The Europeans that followed Christopher Columbus to the western hemisphere referred the western hemisphere as “the New World.” Of course it was no more a new world than it was India. The people of Europe were wrong—again.
The history we learned in school taught us that this “discovery” was one of the greatest achievements of mankind. The people that were “discovered” had very different views. The people in the western hemisphere, as it has come to be called, with a little more justification, believed that their world was the only world. They were also mistaken. They believed that they lived on a great island floating on an ancient sea. Some of them referred to this world as “Turtle Island.”
These people on the western hemisphere were amazing people. They had occupied all habitable areas of this hemisphere (and some like Manitoba are arguably not really habitable at all) from the Arctic tundra, to the plains, mountains, forests and deserts of North America. They occupied the Caribbean islands, Mexico, Central America and the incredible rainforests, deserts, plains and mountains of South America. They developed many different kinds of society. They included nomadic groups of hunter-gatherers to settled farming communities and cities as large as any in the rest of the world. Numbers vary, but by 1492 there may have been 100 million Native Americans in the South and North combined. This was about 1/5 of the entire human race.

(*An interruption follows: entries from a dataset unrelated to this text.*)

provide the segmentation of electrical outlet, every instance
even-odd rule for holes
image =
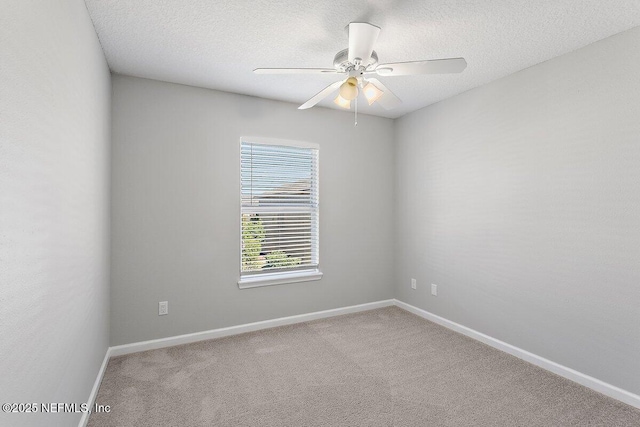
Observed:
[[[169,314],[169,301],[160,301],[158,303],[158,316]]]

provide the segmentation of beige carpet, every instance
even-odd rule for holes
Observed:
[[[89,426],[640,426],[397,307],[116,357]]]

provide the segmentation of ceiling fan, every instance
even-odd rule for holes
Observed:
[[[371,76],[407,76],[414,74],[460,73],[467,67],[464,58],[433,59],[426,61],[394,62],[378,64],[378,55],[373,45],[380,34],[380,27],[367,22],[349,24],[349,47],[338,52],[333,60],[333,68],[256,68],[256,74],[341,74],[341,79],[322,89],[298,109],[311,108],[338,88],[340,92],[334,102],[343,108],[351,108],[362,91],[369,105],[378,102],[389,110],[402,103],[378,79]]]

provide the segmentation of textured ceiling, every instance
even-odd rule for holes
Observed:
[[[639,0],[86,0],[111,70],[302,104],[336,76],[255,75],[332,67],[345,26],[382,28],[380,62],[464,57],[462,74],[380,77],[399,117],[640,25]],[[331,99],[319,105],[338,108]]]

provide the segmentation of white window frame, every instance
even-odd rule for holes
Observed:
[[[306,141],[292,141],[287,139],[278,139],[278,138],[264,138],[264,137],[253,137],[253,136],[243,136],[240,138],[240,143],[238,144],[239,149],[239,158],[242,158],[241,147],[243,142],[250,142],[253,144],[264,144],[264,145],[280,145],[286,147],[297,147],[297,148],[311,148],[315,150],[319,150],[319,144],[313,142]],[[319,161],[318,161],[319,163]],[[319,179],[319,175],[318,175]],[[316,183],[319,185],[319,183]],[[238,191],[239,195],[242,195],[242,180],[240,182],[240,190]],[[319,215],[319,212],[318,212]],[[238,218],[242,219],[242,197],[240,197],[240,215]],[[318,217],[318,222],[319,222]],[[242,222],[242,221],[241,221]],[[286,283],[299,283],[299,282],[308,282],[313,280],[322,279],[322,272],[320,271],[320,254],[317,254],[318,258],[318,267],[317,268],[309,268],[302,270],[293,270],[286,272],[274,272],[274,273],[257,273],[257,274],[247,274],[242,275],[242,224],[238,227],[239,229],[239,241],[240,241],[240,279],[238,280],[238,287],[240,289],[249,289],[249,288],[257,288],[262,286],[272,286],[272,285],[281,285]],[[320,250],[320,236],[318,233],[318,251]]]

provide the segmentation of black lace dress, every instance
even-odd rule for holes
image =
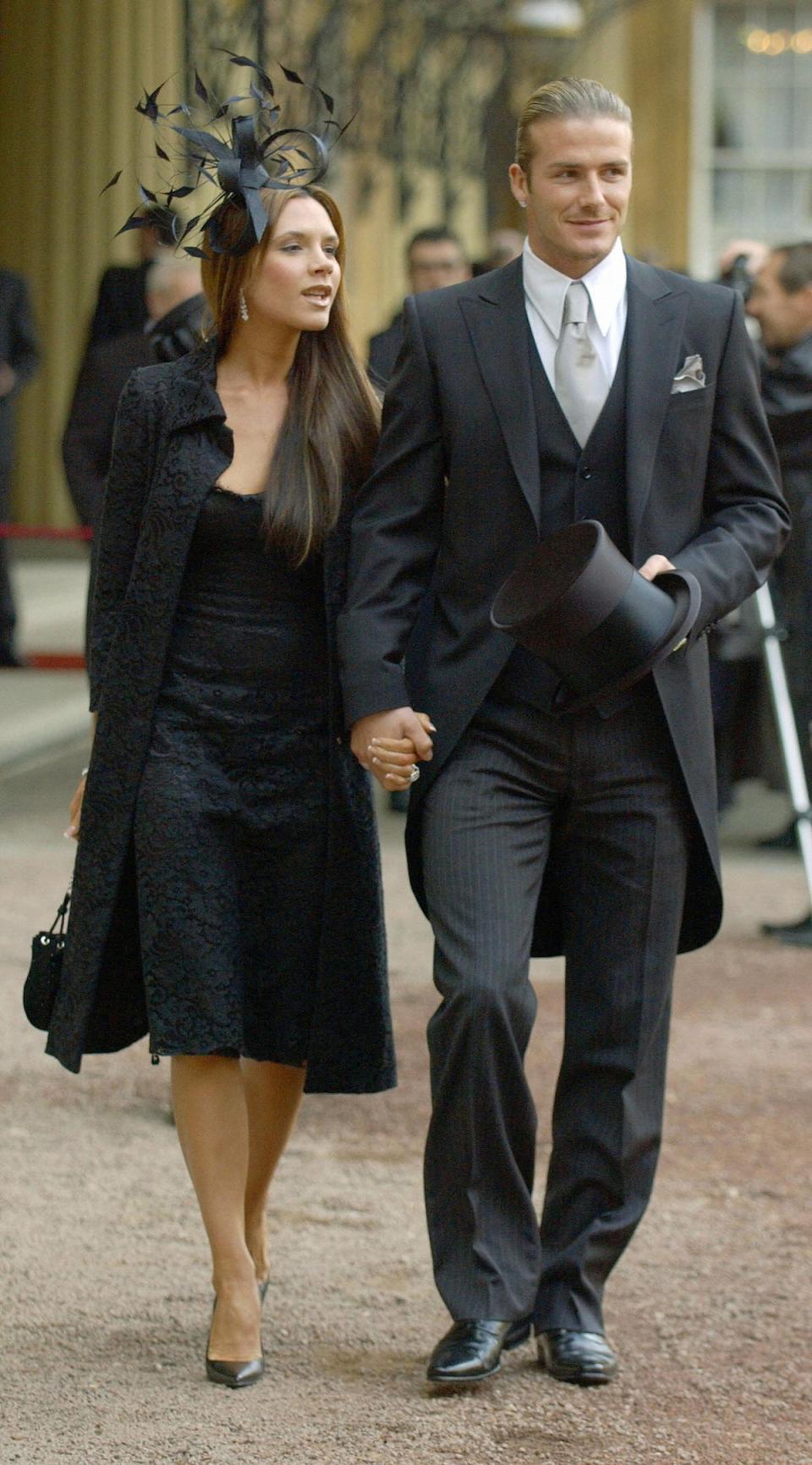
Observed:
[[[328,817],[322,561],[268,548],[260,497],[200,510],[135,848],[154,1053],[300,1065]]]

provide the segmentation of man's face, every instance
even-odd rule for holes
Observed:
[[[748,315],[761,325],[761,338],[770,352],[796,346],[812,333],[812,286],[786,290],[778,278],[783,264],[781,253],[767,256],[746,303]]]
[[[439,290],[471,278],[471,267],[454,239],[423,240],[408,252],[408,278],[413,294]]]
[[[632,129],[616,117],[549,117],[530,129],[530,173],[514,163],[534,255],[579,280],[606,259],[632,190]]]

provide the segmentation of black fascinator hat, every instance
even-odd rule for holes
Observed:
[[[309,86],[298,72],[279,64],[285,81],[310,91],[328,114],[320,132],[284,127],[274,82],[265,67],[249,56],[225,50],[224,54],[231,57],[234,66],[244,66],[253,72],[247,92],[219,103],[195,72],[193,105],[181,101],[162,111],[158,97],[167,82],[161,82],[152,92],[145,92],[136,104],[136,111],[148,117],[155,129],[155,154],[171,176],[164,190],[138,185],[140,205],[117,230],[119,234],[130,229],[149,227],[155,211],[171,209],[176,199],[189,198],[208,183],[218,192],[214,198],[209,195],[206,207],[192,218],[176,217],[174,243],[198,259],[205,259],[211,253],[244,255],[259,243],[268,227],[260,189],[309,188],[323,179],[331,148],[345,132],[334,117],[335,104],[329,92],[320,86]],[[252,110],[246,110],[246,105]],[[200,120],[200,126],[196,126],[200,111],[208,116]],[[177,117],[183,122],[173,120]],[[183,139],[184,146],[178,139]],[[121,171],[116,173],[101,192],[105,193],[120,177]],[[222,234],[219,217],[227,199],[237,204],[246,215],[241,233],[230,242]],[[186,243],[196,230],[203,233],[206,249]]]

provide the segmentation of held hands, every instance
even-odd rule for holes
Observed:
[[[382,788],[408,788],[418,762],[432,759],[430,732],[436,728],[426,712],[395,708],[361,718],[353,728],[350,746],[361,768],[369,768]]]

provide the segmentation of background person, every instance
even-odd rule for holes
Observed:
[[[195,259],[173,255],[154,259],[145,275],[146,321],[91,346],[85,355],[61,440],[61,459],[73,507],[82,524],[91,529],[97,529],[101,519],[119,397],[132,372],[155,360],[154,333],[145,327],[155,325],[183,300],[199,294],[200,265]]]
[[[454,1318],[429,1377],[487,1377],[533,1321],[544,1368],[597,1384],[617,1370],[604,1283],[654,1181],[676,952],[708,942],[721,916],[701,633],[764,580],[789,514],[737,294],[620,246],[625,103],[579,78],[538,88],[511,185],[522,258],[405,302],[354,520],[342,681],[363,763],[379,737],[410,737],[426,760],[407,847],[442,998],[426,1207]],[[579,519],[598,519],[647,579],[692,571],[702,598],[689,643],[653,677],[562,719],[556,674],[496,631],[490,608],[519,558]],[[528,958],[562,951],[538,1228]]]
[[[418,229],[411,236],[405,265],[408,290],[423,294],[424,290],[442,290],[446,284],[458,284],[471,278],[471,265],[456,234],[445,224]],[[398,311],[385,331],[372,335],[369,341],[369,372],[379,387],[386,387],[395,368],[404,340],[402,309]]]
[[[138,331],[149,319],[146,272],[154,259],[174,249],[173,224],[177,215],[174,209],[159,205],[145,208],[143,217],[148,224],[136,230],[140,253],[138,265],[108,265],[98,283],[88,347],[124,335],[126,331]]]
[[[808,787],[812,790],[812,243],[771,249],[755,272],[746,303],[761,328],[761,396],[793,516],[787,548],[775,564],[778,614],[789,636],[783,658]],[[794,822],[772,842],[796,847]],[[812,945],[809,916],[770,935]]]
[[[28,284],[0,270],[0,523],[9,517],[15,453],[15,397],[40,365]],[[9,549],[0,539],[0,667],[20,667],[15,649],[18,614],[9,574]]]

To the people of the Americas, their encounter with people from Europe was not a discovery, it was an invasion! It was an invasion with profound effects for both sides. As Ronald Wright said, “Within decades of Columbus’s landfall, most of these people were dead and their world barbarously sacked by Europeans. The plunderers settled in America, and it was they, not the original people, who became to be known as Americans.” “Unlike Asia and Africa, America never saw its colonizers leave.”
The original people did not however disappear. As Wright put it, “Many survive, captive within white settler states that built on their lands and on their backs.”